4. Continue until you have one letter and three numbers. If you run out of letters, fill in 0s until there are three numbers.


For example, “SAINT” and “SANT” are both reduced to S530 or AMERICA and AMERIKA both reduced to A562 i.e. two similar sounding names match if they have the same soundex representation. Another example can be given as “CALCUTTA” and “KOLKATA” will be reduce to C423 and K423 accordingly.

Now all these things can also be found on wikipedia. So what’s new???

 A New Method for Code Generation

Here it is our new Soundex code generating methodology. Given below algorithm is a small deviation from the American Soundex. Using this new method policy, we can reduce the 4 characters Soundex code to 3 characters. How???

Now if you are found of mathematics then you should know that the number can be represented in many forms like hexadecimal, decimal, binary etc. Now in the binary format, the number can be represented by only two digits – 0 and 1;  in octal it can be represented by 0 to 7 while in hexadecimal it can be represented by 0,1,2,3,4,5,6,7,8,9,A,B,C,D,E and F. Same way if the number radix is 6, then it can be represented via 0 to 5.

Number System Conversion (base 6 to hexadecimal)
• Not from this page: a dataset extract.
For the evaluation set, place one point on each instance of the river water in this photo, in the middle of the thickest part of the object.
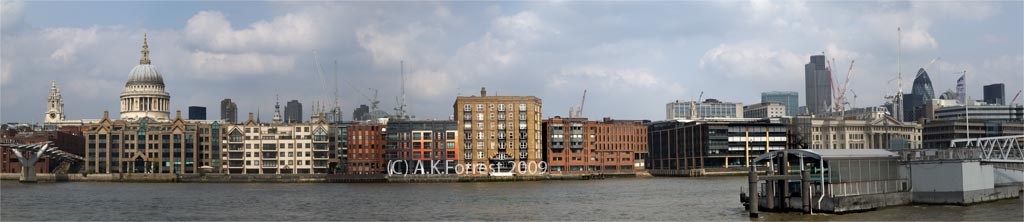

Now think 312 is base 6 number format. Now convert (312)6 number into the decimal number (means base 10). Here the number will reduce automatically. 312 will become 116 in base 10 or decimal number system.

(312)6 = (116)10

Now again convert this decimal number into the hexadecimal number so number 116 in base 10 will become 74 in hexadecimal. Thus, (116)10 = (74)16

In short,

(312)6 = (116)10 = (74)16

(51)6 = (31)10 = (1F)16

How number system helps to reduce the code length?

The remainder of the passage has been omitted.